Permission to Appeal

[12] In unfair dismissal matters, permission to appeal can only be granted if the Commission considers that it is in the public interest to do so: s.400 (1) of the Act. The way in which the public interest may be attracted has been described as follows 2:

    “... the public interest might be attracted where a matter raises issue of importance and general application, or where there is a diversity of decisions at first instance so that guidance from an appellate court is required, or where the decision at first instance manifests an injustice, or the result is counter intuitive or that the legal principles applied appear disharmonious when compared with other recent decisions dealing with similar matters. 

[13] The decision under appeal is a discretionary one. Such a decision can only be challenged on appeal if it is shown that the discretion was not exercised correctly. It is not open to an appeal bench to substitute its view on the matters that fell for determination in the absence of error of an appealable nature in the decision at first instance. We have considered all of the grounds of appeal and the arguments advanced in relation to them.

[14] As to the first ground, we accept that the date of the new contract in the Deputy President’s decision is not correct. However we do not believe that the mistake was of any significance to the conclusions he reached.

[15] In our view the second ground does not have substance. The Deputy President evaluated the evidence of Ms Shone’s conduct in relation to the grounds of termination that Compac had lost faith and confidence in her.
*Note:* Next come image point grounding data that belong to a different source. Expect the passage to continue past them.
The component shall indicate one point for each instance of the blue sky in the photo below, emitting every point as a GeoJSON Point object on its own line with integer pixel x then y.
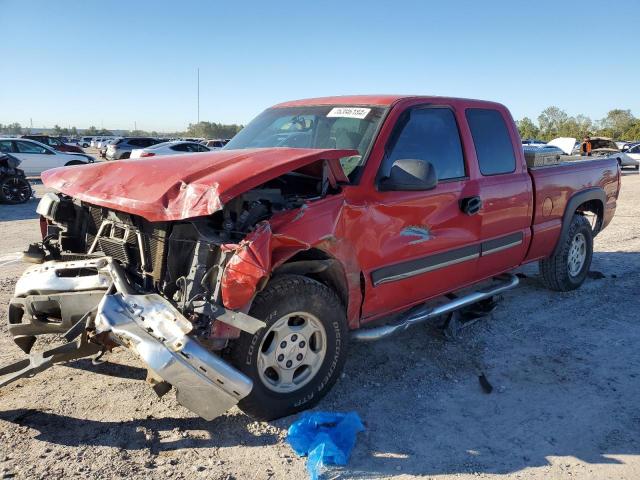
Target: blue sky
{"type": "Point", "coordinates": [118, 62]}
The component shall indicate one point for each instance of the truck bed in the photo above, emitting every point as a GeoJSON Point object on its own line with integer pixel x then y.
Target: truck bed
{"type": "Point", "coordinates": [554, 185]}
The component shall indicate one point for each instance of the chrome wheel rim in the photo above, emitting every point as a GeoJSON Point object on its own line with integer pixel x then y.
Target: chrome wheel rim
{"type": "Point", "coordinates": [292, 352]}
{"type": "Point", "coordinates": [577, 254]}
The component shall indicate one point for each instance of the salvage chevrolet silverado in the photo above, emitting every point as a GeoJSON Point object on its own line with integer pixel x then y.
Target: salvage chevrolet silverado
{"type": "Point", "coordinates": [238, 276]}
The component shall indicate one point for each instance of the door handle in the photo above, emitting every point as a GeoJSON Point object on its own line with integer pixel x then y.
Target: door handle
{"type": "Point", "coordinates": [471, 205]}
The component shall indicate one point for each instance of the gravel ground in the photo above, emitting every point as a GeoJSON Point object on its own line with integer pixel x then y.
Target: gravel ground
{"type": "Point", "coordinates": [564, 367]}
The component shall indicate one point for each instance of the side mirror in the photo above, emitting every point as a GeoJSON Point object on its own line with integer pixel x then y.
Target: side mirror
{"type": "Point", "coordinates": [410, 174]}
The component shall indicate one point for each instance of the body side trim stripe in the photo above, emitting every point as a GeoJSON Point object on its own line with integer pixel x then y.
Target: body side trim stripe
{"type": "Point", "coordinates": [401, 271]}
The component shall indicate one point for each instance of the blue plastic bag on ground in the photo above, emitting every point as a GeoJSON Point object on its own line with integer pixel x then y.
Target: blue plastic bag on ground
{"type": "Point", "coordinates": [325, 438]}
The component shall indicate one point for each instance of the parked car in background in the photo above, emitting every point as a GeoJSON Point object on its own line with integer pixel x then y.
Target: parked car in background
{"type": "Point", "coordinates": [169, 148]}
{"type": "Point", "coordinates": [123, 147]}
{"type": "Point", "coordinates": [216, 144]}
{"type": "Point", "coordinates": [532, 142]}
{"type": "Point", "coordinates": [103, 146]}
{"type": "Point", "coordinates": [55, 143]}
{"type": "Point", "coordinates": [634, 154]}
{"type": "Point", "coordinates": [14, 187]}
{"type": "Point", "coordinates": [104, 141]}
{"type": "Point", "coordinates": [606, 147]}
{"type": "Point", "coordinates": [37, 157]}
{"type": "Point", "coordinates": [238, 277]}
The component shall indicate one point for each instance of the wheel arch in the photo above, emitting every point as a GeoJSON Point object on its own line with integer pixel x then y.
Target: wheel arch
{"type": "Point", "coordinates": [591, 200]}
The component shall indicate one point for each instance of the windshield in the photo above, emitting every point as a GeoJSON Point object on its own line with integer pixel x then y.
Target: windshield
{"type": "Point", "coordinates": [330, 126]}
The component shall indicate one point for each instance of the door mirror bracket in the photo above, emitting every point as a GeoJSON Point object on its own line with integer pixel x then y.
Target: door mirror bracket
{"type": "Point", "coordinates": [410, 175]}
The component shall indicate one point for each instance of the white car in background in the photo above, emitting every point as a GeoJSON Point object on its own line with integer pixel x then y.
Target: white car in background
{"type": "Point", "coordinates": [634, 154]}
{"type": "Point", "coordinates": [601, 147]}
{"type": "Point", "coordinates": [215, 144]}
{"type": "Point", "coordinates": [36, 157]}
{"type": "Point", "coordinates": [169, 148]}
{"type": "Point", "coordinates": [103, 142]}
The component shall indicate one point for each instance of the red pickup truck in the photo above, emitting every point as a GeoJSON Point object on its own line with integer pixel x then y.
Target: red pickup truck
{"type": "Point", "coordinates": [240, 275]}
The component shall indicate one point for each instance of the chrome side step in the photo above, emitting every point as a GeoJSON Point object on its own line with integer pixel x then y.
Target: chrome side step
{"type": "Point", "coordinates": [422, 313]}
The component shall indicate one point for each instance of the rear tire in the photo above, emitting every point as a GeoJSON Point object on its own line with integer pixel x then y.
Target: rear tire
{"type": "Point", "coordinates": [568, 267]}
{"type": "Point", "coordinates": [305, 340]}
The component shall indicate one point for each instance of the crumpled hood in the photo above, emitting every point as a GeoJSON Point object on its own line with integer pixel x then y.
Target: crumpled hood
{"type": "Point", "coordinates": [176, 187]}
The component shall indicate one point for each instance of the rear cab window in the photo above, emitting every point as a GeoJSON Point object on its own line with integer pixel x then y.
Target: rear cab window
{"type": "Point", "coordinates": [492, 141]}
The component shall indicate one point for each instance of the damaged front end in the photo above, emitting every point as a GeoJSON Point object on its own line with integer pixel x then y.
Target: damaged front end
{"type": "Point", "coordinates": [173, 287]}
{"type": "Point", "coordinates": [94, 307]}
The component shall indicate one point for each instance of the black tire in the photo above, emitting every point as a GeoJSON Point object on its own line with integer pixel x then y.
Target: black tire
{"type": "Point", "coordinates": [282, 296]}
{"type": "Point", "coordinates": [15, 190]}
{"type": "Point", "coordinates": [555, 270]}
While such grounds are more serious than unsatisfactory performance issues, there is a clear overlap between the concepts of unsatisfactory performance and losing faith and confidence. The matters involved financial irregularities that operated to Ms Shone’s financial advantage and arose from accounting practices that were not transparent. It is clear from a full reading of the Deputy President’s decision that he considered all of the evidence and made relevant findings that provided a basis for his conclusion.

[16] The third ground of appeal seeks to challenge findings made by the Deputy President based on various aspects of the evidence, not summarised by his Honour or not considered persuasive by him. This ground seeks to re-argue the factual circumstances based on the evidence led in the matter. It is evident from his Honour’s decision that the circumstances concerned a small employer who entrusted much of the financial matters of the business to Ms Shone. Based on a review of the financial circumstances by its new Business Manager, Mr Grant, it formed the view that previous financial dealings were not sound. There is considerable conflict in the evidence over many of the matters that gave rise to the concerns of Mr Grant and senior management. The Deputy President heard this evidence and evaluated it in making the findings that he made. It has not been demonstrated that his Honour made any errors in the assessment of this evidence or the exercise of his discretion in the matter.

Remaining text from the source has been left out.